Developer Vince Polimeni wants to build a tunnel under the Long Island Sound from Syosset to Westchester County. (April 13, 2011) Credit: Newsday / Audrey C. Tiernan
Garden City developer Vince Polimeni has spent $3 million of his own money, and he says he is willing to spend far more, to chase a dream many consider an impossibility -- the construction of an 18-mile-long tunnel beneath Long Island Sound.
The project might seem little more than a pipe dream if it did not come from a well-respected developer who built the 380,000-square-foot Islandia shopping center -- since sold -- the 250,000-square-foot Pavilion center in Mineola, and seven similar centers in Poland.
Only last week, Polimeni received the Long Island Developer of the Year Award from the Association for a Better Long Island, the region's largest commercial real estate industry group. (ABLI also wanted to make a bit of a joke: It said there has been so little development on the Island that it gave the award to Polimeni . . . for his work in Poland.)
Earlier this week, Polimeni said he and his company, Polimeni International Inc., are anything but joking about the so-called Cross Sound Link Project, which would connect Route 135 in Syosset with Rye in Westchester County. It would be the largest tunnel in America, and would cost an estimated $12 billion to build.
Polimeni and his son, Michael Polimeni, the company's chief operating officer, say they have spent $3 million for studies and say they are willing to shell out at least another $2 million for a traffic study to prove the tunnel would be viable. The tunnel, the Polimenis said, would be privately funded.

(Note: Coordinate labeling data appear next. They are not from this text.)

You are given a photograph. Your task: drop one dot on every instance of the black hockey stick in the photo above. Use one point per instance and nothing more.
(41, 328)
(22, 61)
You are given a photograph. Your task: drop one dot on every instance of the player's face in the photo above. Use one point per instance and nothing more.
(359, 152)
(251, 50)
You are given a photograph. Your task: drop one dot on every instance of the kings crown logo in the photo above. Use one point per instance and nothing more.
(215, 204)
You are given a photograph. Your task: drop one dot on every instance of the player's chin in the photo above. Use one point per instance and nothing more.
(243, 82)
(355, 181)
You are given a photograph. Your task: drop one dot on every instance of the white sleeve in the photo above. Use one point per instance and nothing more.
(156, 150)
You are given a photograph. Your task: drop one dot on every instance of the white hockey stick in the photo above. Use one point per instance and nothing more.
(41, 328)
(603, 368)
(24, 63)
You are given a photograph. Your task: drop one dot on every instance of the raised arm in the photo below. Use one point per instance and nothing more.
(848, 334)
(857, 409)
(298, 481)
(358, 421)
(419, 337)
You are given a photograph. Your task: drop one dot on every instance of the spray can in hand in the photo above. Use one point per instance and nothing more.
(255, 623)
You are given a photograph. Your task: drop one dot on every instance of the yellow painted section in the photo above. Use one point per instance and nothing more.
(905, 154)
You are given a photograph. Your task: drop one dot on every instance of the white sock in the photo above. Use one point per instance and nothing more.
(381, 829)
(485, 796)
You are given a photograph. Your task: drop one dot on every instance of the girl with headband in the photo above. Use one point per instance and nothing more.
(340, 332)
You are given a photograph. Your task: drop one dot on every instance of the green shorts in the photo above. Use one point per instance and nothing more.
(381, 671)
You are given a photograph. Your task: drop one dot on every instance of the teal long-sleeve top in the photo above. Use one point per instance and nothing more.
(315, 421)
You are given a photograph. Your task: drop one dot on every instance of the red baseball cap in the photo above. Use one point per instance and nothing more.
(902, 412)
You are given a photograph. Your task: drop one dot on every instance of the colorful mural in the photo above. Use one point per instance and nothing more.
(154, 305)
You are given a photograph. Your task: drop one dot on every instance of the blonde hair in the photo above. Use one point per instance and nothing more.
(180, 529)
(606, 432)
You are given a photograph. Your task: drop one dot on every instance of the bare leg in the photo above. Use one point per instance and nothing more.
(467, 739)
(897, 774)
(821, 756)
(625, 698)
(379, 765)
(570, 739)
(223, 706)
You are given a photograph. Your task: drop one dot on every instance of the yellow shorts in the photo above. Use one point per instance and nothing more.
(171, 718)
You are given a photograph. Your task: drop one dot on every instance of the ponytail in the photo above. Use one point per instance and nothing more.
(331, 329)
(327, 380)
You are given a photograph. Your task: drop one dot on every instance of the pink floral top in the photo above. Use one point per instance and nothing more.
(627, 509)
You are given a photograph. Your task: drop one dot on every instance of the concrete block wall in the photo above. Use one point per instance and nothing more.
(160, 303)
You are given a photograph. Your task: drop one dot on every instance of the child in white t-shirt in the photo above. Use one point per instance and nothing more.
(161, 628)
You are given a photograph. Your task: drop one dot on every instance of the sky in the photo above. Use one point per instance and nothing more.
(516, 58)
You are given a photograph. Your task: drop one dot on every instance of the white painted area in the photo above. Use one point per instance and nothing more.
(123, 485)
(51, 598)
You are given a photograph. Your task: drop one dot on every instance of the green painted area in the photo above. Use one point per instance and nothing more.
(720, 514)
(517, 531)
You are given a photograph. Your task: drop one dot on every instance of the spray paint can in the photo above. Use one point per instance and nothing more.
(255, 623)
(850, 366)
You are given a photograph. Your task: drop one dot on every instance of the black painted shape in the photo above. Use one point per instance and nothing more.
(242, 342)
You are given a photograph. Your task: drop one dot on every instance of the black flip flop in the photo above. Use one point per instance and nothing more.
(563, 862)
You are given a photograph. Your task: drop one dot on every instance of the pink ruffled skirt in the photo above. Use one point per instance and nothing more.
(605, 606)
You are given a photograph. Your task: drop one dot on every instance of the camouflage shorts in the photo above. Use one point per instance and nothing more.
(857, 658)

Soaring gas prices, the Polimenis said earlier this week, underscore the need for a cross-Sound tunnel. The existing bridges and roads, they say, are aging; pollution is getting worse. Eighty-thousand vehicles a day could use the tunnel, at a cost of $25 each way per car and $100 for trucks.
But, said Matt Metz, "That's a little pricey." Metz, president of Ranco Sand & Stone Corp. in Manorville, said his trucks currently pay $65 per round-trip over the bridges. "I think the only time it would pay is if there were a major traffic jam" at the bridges, he added.
Kendra Adams, executive director of the New York State Motor Trucking Association, raised the issue of hazardous-material problems for truckers, in addition to costs.
If the traffic study showed the project was not viable, the Polimenis said they would not proceed. But, they said, don't doubt their sincerity. "We're for real," Vince Polimeni said.